Monia © Giovanni Cocco
Pourquoi avez-vous choisi de travailler sur un sujet aussi sensible et personnel, votre sœur Monia ?
J'ai commencé à photographier ma sœur pour passer du temps avec elle. C'était une façon de la comprendre, de me demander ce à quoi elle pensait et ce qu'elle voulait. De la vie, et de moi. Pour essayer de hurler ma peur et de réaliser ce qui me terrorisait le plus au sujet de son avenir.
Monia © Giovanni Cocco
« Je fais cela depuis que nous sommes enfants. J'observe ma sœur quand elle est immobile, que le temps s'arrête » : comment êtes-vous passé de l'observation à la photographie ?
Le processus photographique a commencé bien avant le moment du shooting, au moment de la première rencontre et de la première écoute. C'est le genre d'expérience qui commence dans mon corps et dans mon âme, et qui dans le même temps atteint mes yeux. Pour Monia, le cheminement a été comme cela : inconscient. Tout ce que je photographie aujourd'hui vient d'une observation instinctive et viscérale développée à travers les années.
Pouvez-vous nous expliquer comment réagit Monia face à vos photographies ? Qu'en est-il de votre famille ?
Je crois qu'en fait Monia ne comprend pas ce que je fais avec la photographie – elle ne comprend pas les choses comme nous. Elle sait que je prends des photos d'elle, mais elle se fiche vraiment de savoir pourquoi j'en ai besoin. Je crois que la seule chose à laquelle elle s'intéresse est que ce moment est notre temps de dialogue, d'échange et de rencontre. Même ma famille ne s'intéresse pas vraiment à ce que je fais parce que j'ai toujours pris des photographies depuis que je suis enfant. Cela leur paraît simplement normal.
« Monia est venue au monde. Ils l'ont jetée dehors, la tête serrée entre deux mâchoires, lui causant des dommages cérébraux irréversibles. » : la première phrase du projet est aussi simple que terrible, comme vos photographies finalement ?
Mon but est d'essayer de raconter l'histoire de Monia sans oublier pourquoi elle a la vie qu'elle a. Je veux que l'observateur ne considère pas comme allant de soi le fait que d'une tragédie naisse nécessairement une autre tragédie.
Monia © Giovanni Cocco
Même si l'usage du noir et blanc dans vos autres séries est particulièrement réussi, on apprécie vraiment ici la couleur, alors même que la maladie mentale est souvent cantonnée au noir et blanc. Est-ce un choix délibéré ?
Ces photographies ne sont absolument pas un rapport sur le handicap de Monia ou sur la peine de notre famille. Elles offrent plutôt un voyage à travers les forces et les liens émotionnels qui se jouent hors d'elle.

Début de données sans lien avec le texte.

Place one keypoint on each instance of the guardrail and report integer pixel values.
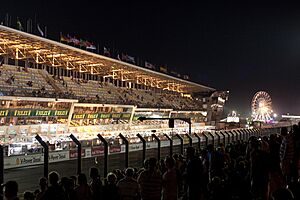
(215, 138)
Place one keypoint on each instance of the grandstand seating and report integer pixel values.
(20, 81)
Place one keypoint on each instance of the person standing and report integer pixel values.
(150, 182)
(169, 180)
(128, 186)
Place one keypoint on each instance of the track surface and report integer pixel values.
(28, 177)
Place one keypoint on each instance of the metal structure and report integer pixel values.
(261, 107)
(19, 45)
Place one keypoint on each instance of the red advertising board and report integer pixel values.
(97, 150)
(114, 148)
(73, 153)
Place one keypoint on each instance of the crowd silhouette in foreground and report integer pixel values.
(259, 169)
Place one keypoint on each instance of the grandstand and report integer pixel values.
(51, 88)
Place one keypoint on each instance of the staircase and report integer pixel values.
(50, 80)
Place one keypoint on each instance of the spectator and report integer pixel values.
(169, 180)
(286, 154)
(194, 175)
(95, 184)
(11, 190)
(128, 186)
(259, 169)
(43, 187)
(150, 182)
(83, 190)
(110, 190)
(54, 191)
(28, 195)
(283, 194)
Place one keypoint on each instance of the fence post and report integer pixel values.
(144, 146)
(158, 145)
(46, 154)
(105, 143)
(190, 139)
(224, 138)
(212, 137)
(228, 137)
(181, 143)
(1, 169)
(171, 144)
(126, 149)
(206, 139)
(77, 142)
(199, 141)
(219, 137)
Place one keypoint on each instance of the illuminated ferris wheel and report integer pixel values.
(261, 107)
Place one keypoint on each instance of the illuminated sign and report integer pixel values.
(80, 116)
(32, 113)
(4, 113)
(43, 113)
(21, 113)
(61, 113)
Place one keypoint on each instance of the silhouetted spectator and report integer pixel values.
(150, 181)
(169, 180)
(54, 191)
(11, 190)
(43, 183)
(83, 190)
(95, 184)
(283, 194)
(194, 175)
(128, 186)
(286, 154)
(259, 169)
(28, 195)
(110, 190)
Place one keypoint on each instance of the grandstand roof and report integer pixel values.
(20, 45)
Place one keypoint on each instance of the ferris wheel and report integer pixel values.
(261, 107)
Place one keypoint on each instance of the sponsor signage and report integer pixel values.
(73, 153)
(102, 116)
(97, 150)
(114, 149)
(32, 113)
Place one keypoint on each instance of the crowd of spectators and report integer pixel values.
(262, 168)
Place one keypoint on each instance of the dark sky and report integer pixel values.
(240, 47)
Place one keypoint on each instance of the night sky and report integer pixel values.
(240, 47)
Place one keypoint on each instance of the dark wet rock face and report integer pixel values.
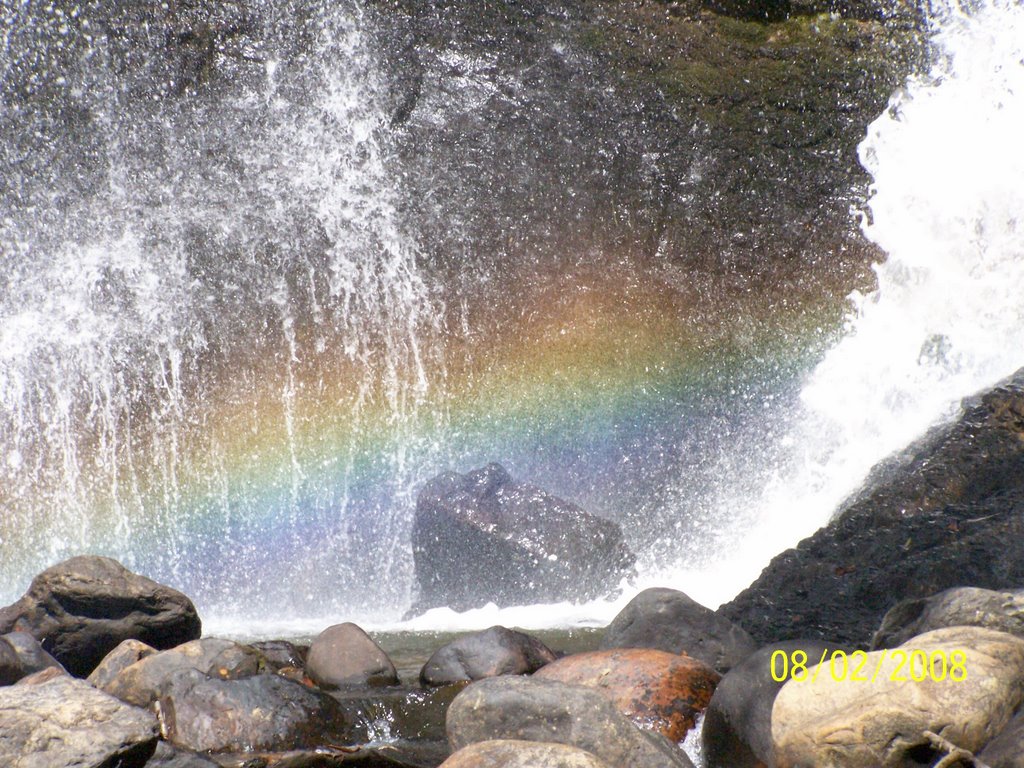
(670, 621)
(488, 653)
(965, 606)
(736, 729)
(658, 691)
(82, 608)
(344, 655)
(20, 655)
(522, 708)
(154, 675)
(946, 512)
(58, 722)
(483, 538)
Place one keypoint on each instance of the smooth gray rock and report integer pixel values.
(56, 721)
(119, 659)
(495, 651)
(146, 680)
(20, 654)
(530, 710)
(669, 620)
(261, 713)
(82, 608)
(345, 655)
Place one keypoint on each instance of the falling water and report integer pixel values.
(226, 359)
(945, 321)
(206, 280)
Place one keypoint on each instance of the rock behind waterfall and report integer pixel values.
(482, 537)
(947, 511)
(82, 608)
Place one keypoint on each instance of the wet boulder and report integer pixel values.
(881, 720)
(82, 608)
(658, 691)
(345, 655)
(282, 653)
(513, 754)
(52, 720)
(482, 537)
(736, 730)
(22, 655)
(963, 606)
(946, 511)
(670, 621)
(260, 713)
(153, 676)
(531, 710)
(495, 651)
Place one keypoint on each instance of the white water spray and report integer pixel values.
(947, 317)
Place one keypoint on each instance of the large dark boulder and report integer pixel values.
(964, 606)
(495, 651)
(55, 721)
(481, 538)
(82, 608)
(948, 511)
(20, 655)
(671, 621)
(530, 710)
(736, 730)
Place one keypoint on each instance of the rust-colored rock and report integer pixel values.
(659, 691)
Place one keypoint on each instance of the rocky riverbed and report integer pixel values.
(100, 667)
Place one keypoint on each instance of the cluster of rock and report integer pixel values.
(498, 698)
(159, 695)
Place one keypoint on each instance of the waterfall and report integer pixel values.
(254, 294)
(946, 317)
(211, 314)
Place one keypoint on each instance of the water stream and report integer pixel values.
(228, 357)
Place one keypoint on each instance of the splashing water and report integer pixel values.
(946, 320)
(223, 360)
(173, 242)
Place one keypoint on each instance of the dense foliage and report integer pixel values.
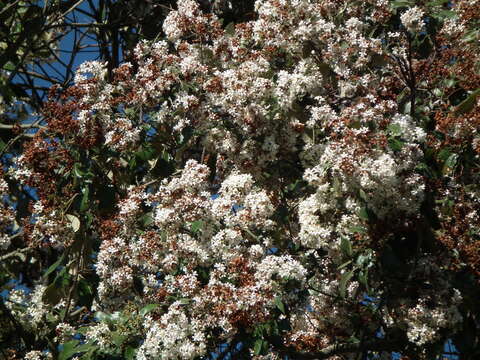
(301, 182)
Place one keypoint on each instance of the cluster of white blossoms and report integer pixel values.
(290, 156)
(251, 118)
(51, 227)
(412, 19)
(175, 336)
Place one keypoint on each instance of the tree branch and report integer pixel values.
(342, 348)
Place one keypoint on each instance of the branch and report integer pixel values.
(342, 348)
(14, 253)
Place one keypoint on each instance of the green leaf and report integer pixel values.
(342, 286)
(68, 350)
(345, 264)
(468, 104)
(279, 304)
(148, 308)
(258, 346)
(450, 163)
(230, 29)
(395, 144)
(74, 221)
(130, 353)
(346, 247)
(363, 277)
(54, 266)
(146, 219)
(394, 129)
(363, 214)
(85, 203)
(196, 226)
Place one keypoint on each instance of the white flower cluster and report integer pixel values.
(412, 19)
(175, 336)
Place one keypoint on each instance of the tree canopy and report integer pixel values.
(253, 180)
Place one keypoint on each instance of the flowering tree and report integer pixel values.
(303, 183)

Alors oui, la couleur était un choix délibéré et stylistique lié à l'histoire que je voulais raconter.
Il y a aussi une utilisation délicate de la lumière dans vos images, tout particulièrement quand il s'agit de montrer, et presque de caresser, le visage de votre sœur. Pouvez-vous nous dire comment vous parvenez à ce résultat ?
Quand je travaille avec la lumière, je recherche des fils invisibles, qui gardent Monia dans le même espace visuel, avec ses pensées et le cadre qui l'entoure.
Les mots, les couleurs, les lumières, etc. tout concorde à donner une vraie poésie à vos photos. Êtes-vous conscient de cela ? La photographie documentaire peut-elle être aussi poétique ?
Je veux explorer les sentiments de Monia, sa voix individuelle. Je cherche des images évocatrices et oniriques pour représenter le monde dans lequel elle vit. C'est le genre de photographie qui m'intéresse le plus, personnel et intime. Le photo documentaire peut également être poétique – quand elle dépasse les limites du réalisme et s'exprime à travers un langage universel.
Monia © Giovanni Cocco
Comme votre travail sur les migrants ou sur la Tunisie, on ressent, derrière la portée sociale de chacun de vos projets, une quête de beauté. Est-ce également le cas pour Monia ?
Oui, mais ce n'est pas une quête, c'est une nécessité. Celle de communiquer ma vision à travers ma propre beauté.
Que peut-on vous souhaiter quant à l'avenir de la série photographique Monia ?
Je veux que mes photos amènent Monia dans tous les endroits où elle ne peut pas aller. J'aimerais aussi que mon travail invite les spectateurs à partager la vie de Monia pendant un instant. Mon rêve est de faire de ces clichés un livre et une exposition qui seraient montrés autour du monde.